A Decade of Distance

This morning, I received a text from my brother hinting at something new on the horizon. I responded immediately, expressing my excitement and confidence that everything would work out.

After thirteen years apart, things feel like they are shifting again. He is moving into the next phase of his life just as I am moving into the next phase of mine. That’s simply our story — a decade of distance.

Image Courtesy of Ria Pai

The distance spanned miles between us at various family dinners over the years. Across the dining table, I watched him intently, mimicking his mannerisms, ordering a disgustingly fizzy Coke, and hoping he’d ask me to split whatever indulgent entree he thought sounded best. Most of the time, he merely offered narrowing glares and gestures indicating that, when we got home, he would beat me up or push me down or put me to bed playing Eminem’s Kill You as a lullaby. The epitome of a nurturing older brother.

Image Courtesy of Ria Pai

Very rarely, but every once in a while, silence filled the distance.

“I love you. But this can ruin your life if you let it. When you go to college, mommy and daddy won’t be there to help you.”

I sat quietly, at a loss for words. He was right and, more shockingly, he had noticed in the first place. When stories of mean girls and math tests are up against medical school and marriage, you begin refining the most childish parts of yourself to develop the maturity that makes ten years feel like a mere moment. You memorize all the diatomic elements at 6, learn to pour the perfect Guinness at 12, and discern when it might be better to stay silent than to speak, perhaps by 21. 
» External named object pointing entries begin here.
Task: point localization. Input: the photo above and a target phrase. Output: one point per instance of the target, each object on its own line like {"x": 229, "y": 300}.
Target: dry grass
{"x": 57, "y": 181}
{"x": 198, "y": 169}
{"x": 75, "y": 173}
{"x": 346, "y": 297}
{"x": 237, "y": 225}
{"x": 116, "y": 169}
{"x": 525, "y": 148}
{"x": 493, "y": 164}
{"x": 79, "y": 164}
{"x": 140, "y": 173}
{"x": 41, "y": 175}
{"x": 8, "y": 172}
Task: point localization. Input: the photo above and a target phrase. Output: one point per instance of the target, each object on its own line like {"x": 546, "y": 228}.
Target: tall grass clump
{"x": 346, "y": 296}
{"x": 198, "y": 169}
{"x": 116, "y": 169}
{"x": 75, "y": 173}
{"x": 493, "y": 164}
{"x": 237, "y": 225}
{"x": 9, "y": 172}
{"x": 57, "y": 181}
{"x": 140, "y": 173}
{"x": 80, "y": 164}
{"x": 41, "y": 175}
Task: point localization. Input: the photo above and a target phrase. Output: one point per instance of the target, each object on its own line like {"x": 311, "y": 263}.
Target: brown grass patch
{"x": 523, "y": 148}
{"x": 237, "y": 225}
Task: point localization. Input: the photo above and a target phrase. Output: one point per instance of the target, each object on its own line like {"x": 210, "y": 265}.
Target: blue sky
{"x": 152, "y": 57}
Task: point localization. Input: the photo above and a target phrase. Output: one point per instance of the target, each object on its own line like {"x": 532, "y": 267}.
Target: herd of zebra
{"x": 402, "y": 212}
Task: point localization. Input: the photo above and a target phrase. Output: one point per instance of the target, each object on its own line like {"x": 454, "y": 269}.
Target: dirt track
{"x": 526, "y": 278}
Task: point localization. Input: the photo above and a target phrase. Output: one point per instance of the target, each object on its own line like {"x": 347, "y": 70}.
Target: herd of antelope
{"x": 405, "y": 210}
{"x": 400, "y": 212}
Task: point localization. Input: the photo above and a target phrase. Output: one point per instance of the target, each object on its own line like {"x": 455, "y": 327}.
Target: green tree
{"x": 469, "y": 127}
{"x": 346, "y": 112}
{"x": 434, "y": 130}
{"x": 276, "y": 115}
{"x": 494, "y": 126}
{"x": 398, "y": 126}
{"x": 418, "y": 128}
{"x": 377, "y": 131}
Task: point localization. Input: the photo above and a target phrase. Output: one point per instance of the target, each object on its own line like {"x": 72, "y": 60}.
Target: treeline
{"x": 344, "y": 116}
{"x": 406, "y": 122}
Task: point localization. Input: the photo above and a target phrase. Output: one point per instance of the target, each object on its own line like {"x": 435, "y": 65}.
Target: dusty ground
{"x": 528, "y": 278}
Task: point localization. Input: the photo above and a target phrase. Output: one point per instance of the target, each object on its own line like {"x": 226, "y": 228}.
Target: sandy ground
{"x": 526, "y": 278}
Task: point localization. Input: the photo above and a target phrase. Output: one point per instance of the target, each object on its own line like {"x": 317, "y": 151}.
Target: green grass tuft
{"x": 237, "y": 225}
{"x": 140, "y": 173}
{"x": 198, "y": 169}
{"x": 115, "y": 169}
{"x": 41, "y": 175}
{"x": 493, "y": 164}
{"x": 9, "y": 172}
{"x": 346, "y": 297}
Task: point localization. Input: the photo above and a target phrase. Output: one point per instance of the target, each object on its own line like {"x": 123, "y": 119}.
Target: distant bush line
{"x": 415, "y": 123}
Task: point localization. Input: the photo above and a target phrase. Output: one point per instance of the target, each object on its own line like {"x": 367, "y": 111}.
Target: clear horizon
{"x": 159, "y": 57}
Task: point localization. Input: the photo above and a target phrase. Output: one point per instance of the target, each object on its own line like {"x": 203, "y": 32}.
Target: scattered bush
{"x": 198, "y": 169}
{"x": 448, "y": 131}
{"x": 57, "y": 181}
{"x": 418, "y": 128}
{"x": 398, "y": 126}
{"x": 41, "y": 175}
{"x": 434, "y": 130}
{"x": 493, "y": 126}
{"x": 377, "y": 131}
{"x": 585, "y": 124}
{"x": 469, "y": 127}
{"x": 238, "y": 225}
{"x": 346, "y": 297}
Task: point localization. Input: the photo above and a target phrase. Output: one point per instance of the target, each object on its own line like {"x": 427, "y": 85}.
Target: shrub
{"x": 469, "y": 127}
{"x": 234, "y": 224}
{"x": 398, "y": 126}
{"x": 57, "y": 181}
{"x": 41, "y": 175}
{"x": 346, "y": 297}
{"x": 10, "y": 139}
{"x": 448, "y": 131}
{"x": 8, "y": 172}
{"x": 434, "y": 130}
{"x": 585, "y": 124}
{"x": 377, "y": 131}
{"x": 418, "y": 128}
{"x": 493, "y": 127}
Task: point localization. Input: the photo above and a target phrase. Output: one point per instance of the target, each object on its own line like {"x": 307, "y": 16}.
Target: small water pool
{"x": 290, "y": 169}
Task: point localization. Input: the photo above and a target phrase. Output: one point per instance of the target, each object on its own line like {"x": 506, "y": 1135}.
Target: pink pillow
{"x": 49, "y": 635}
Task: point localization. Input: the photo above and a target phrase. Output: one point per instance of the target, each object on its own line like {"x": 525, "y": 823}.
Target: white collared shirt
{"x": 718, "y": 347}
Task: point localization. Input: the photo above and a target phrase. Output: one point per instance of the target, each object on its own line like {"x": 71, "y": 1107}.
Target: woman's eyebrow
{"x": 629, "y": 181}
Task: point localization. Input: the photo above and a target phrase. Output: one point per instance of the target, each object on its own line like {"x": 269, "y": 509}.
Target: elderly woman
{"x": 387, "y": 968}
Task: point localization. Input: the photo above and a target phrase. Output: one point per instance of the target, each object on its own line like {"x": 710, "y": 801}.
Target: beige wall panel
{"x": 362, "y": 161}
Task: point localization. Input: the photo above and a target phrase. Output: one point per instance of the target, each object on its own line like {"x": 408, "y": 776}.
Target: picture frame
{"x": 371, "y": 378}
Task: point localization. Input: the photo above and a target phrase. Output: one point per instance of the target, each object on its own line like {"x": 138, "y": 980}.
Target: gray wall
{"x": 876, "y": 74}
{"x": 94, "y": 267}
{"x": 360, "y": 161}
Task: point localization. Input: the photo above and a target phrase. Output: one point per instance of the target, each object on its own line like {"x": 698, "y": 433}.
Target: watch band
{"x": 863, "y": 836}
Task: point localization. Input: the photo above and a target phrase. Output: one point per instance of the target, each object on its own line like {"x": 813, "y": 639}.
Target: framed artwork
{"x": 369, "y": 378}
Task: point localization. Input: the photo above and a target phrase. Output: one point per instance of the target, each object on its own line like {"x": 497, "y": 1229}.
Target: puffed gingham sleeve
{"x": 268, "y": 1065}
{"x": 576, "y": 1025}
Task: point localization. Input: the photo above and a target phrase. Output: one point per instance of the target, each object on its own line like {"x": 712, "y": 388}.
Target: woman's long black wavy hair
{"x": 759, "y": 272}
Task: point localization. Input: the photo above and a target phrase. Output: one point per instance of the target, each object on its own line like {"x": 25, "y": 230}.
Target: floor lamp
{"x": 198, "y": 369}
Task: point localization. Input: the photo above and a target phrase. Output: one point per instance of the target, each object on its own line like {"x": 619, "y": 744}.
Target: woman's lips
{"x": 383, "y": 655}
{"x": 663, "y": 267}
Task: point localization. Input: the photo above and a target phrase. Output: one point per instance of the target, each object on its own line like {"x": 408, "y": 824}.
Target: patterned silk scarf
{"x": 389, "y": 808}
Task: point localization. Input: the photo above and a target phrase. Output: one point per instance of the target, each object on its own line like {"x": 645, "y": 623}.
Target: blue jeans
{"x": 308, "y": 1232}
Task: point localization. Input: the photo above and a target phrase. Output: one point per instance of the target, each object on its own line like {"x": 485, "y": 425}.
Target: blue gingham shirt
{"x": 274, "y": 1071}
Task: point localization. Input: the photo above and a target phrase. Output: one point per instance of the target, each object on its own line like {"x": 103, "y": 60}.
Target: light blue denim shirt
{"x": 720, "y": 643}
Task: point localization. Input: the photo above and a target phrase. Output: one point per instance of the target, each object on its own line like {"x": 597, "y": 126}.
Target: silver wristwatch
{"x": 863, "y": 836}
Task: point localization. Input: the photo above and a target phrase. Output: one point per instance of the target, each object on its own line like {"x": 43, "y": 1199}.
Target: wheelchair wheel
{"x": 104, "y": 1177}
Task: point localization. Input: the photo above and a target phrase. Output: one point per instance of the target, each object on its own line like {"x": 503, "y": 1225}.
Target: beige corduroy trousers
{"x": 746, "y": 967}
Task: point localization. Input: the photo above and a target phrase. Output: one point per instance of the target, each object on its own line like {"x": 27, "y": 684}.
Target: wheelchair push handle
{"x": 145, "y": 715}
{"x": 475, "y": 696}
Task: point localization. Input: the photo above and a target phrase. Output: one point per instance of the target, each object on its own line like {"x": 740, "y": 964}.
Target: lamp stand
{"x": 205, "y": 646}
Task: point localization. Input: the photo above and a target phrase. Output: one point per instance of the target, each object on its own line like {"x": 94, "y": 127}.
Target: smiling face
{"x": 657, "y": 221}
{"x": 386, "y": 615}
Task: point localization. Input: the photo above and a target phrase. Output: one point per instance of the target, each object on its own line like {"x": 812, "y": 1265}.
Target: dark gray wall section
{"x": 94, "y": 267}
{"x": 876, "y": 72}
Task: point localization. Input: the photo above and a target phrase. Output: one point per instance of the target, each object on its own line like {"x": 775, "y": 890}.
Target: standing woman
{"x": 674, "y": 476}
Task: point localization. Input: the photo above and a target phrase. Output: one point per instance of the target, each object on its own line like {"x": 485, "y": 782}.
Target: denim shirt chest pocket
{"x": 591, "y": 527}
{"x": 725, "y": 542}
My brother is loud and boisterous and sometimes irritatingly vain. He talks a lot. But his voice changes perceptibly when he is really saying something. Usually, it comes in the form of a dimly-lit conversation at 2 a.m. It’s something direct, observant, seemingly casual. And it means the world.

Love, he taught me, isn’t always soft or endearing. Sometimes, it’s actually really annoying. It can look like perception. It can look like precision. It can simply be knowing someone well enough to say the one thing that actually matters, at the times it matters the most. 

Image Courtesy of Ria Pai

It had been an entire hour since we had crammed ourselves into the closet, waiting for my brother and his friend to find us. A game of hide and seek — their idea — had lost the “seek” element quite quickly.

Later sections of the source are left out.